A creditor which seeks to provide loans only to a limited extent will be required to fulfil simplified conditions. In addition, natural persons will also be able to obtain a licence for issuing loans to the same limited extent. This simplified regime will apply to creditors providing consumer loans totalling no more than EUR 10,000 in every 12-month period, with the first period starting upon the first provision of a consumer loan.

Consumer loans registry

Another important change introduced by the Amendment is the use of a consumer loan registry and the introduction of an obligation for consumer loan providers to check said registry to verify the ability of a respective consumer to repay the loan. There are currently three similar registries in Slovakia. Nevertheless, the Amendment introduces an obligation that creditors, or their association, must establish at least one such registry –however, the creditors will not be allowed to directly operate said registry.

Further significant changes brought by the Amendment

Besides the abovementioned two main changes, other changes introduced by the Amendment are:

  • In contrast to the current regulation, supervision of consumer loans provision and providers will carried out by the NBS and not by the Slovak Trade Inspection;
  • The NBS will be empowered to impose sanctions on entities providing consumer loans (e.g. monetary fines up to EUR 140,000; eventually also the withdrawal of licenses);
  • Licenced entities providing consumer loans will be required to obtain the prior consent of the NBS for making certain changes in their entities (NBS consent will be required, for instance, for the selection or appointment of members of the statutory body or for the acquisition of a qualified interest in an entity of a creditor) – a similar requirement already applies to other entities in the financial sector;
  • An obligation to directly state, in the consumer loan agreement, that that agreement is in fact a consumer loan.
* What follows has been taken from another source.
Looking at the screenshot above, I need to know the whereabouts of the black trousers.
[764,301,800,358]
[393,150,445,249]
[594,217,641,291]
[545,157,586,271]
Impact on the existing providers

Entities providing consumer loans pursuant to current legal regulations (without need for a licence) will be entitled to provide such loans on this basis until 31 August 2015, provided that they submit a request for a licence to the NBS by 31 May 2015, otherwise their registration in the registry of creditors (and thus also their factual entitlement to provide consumer loans) will be cancelled as of 31 August 2015.

The aim of the Amendment

Obligatory licensing for entities providing consumer loans and fulfilment of requirements for obtaining said licences will have a significant impact on the market, according to statements from both state officials and the associations representing such entities. A reduction in the number of non-banking entities from the current level of approximately 200 to a maximum of 50 entities is envisaged. The Amendment should ensure a greater degree of consumer protection and also provide more transparency to this lending market.

The content of this article is intended to provide a general guide to the subject matter. Specialist advice should be sought about your specific circumstances.